For the last several seasons shirts have been retired to the back of women's wardrobes, overtaken in popularity by the more youthful t-shirt, worn even under the most elegant of jackets. However, in the eternal fashion cycle, this season the symbol of unisex attire, shirts are making a comeback and are once again an important part of every woman's wardrobe. When thinking women's shirts at their peak of elegance, Gianfranco Ferre' springs to mind. In the 1990s, the architect of fashion chose the white shirt as the highest tool for female seductiveness, restructuring it in chiffon and organza with voluminous shapes and refined lines, soaring necks and tassel belts inspired by Japanese obi sashes. Today the two new creative directors Federico Piaggi and Stefano Citron are introducing Ferre' white shirts by deconstructing them and tucking in the waist with high, golden-hued metallic belts.
An archetype of elegance due to its clear and pure colour, the white shirt was once a symbol of nobility for men and the expression of personal care and hygiene since, until the beginning of the 1900s, only the well-off could afford to wash their clothes frequently and have enough clean ones perpetually on hand. It is no coincidence that stripes and checkered prints didn't catch on so easily, since they were a sort of trick to hide stains and dirt of a proletarian nature. However, today's wrinkled and seemingly not-ironed white linen shirt is considered trendy casual attire to be worn even on hot summer days over a tube skirt or jeans and a must-have for all women with a minimalist style and little time.

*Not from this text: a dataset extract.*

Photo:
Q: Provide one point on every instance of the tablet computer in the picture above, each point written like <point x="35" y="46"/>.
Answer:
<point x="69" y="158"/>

For Dolce & Gabbana, shirts are a symbol of Sicily, an endless source of inspiration for their ever-Mediterranean feel and for whom black and white lace shirts are a style staple found in all of their collections. The duo's new collection adds a printed, multi-coloured cashmere patchwork design version. For Giorgio Armani, shirts can do without their collars and an eternal piece of timeless femininity. Ferragamo created a shirt in bordeaux red, while Aigner has reintroduced a sporty version with African-hued stripes and pockets in the front. A more romantic take on the matter can be found with Anna Molinari's BluGirl collection, in chiffon with floral prints and delicate colours. Givenchy's is utterly chic, in total white chiffon in contrast to Matthew Williamson who instead offers a brilliant, coral red chiffon design.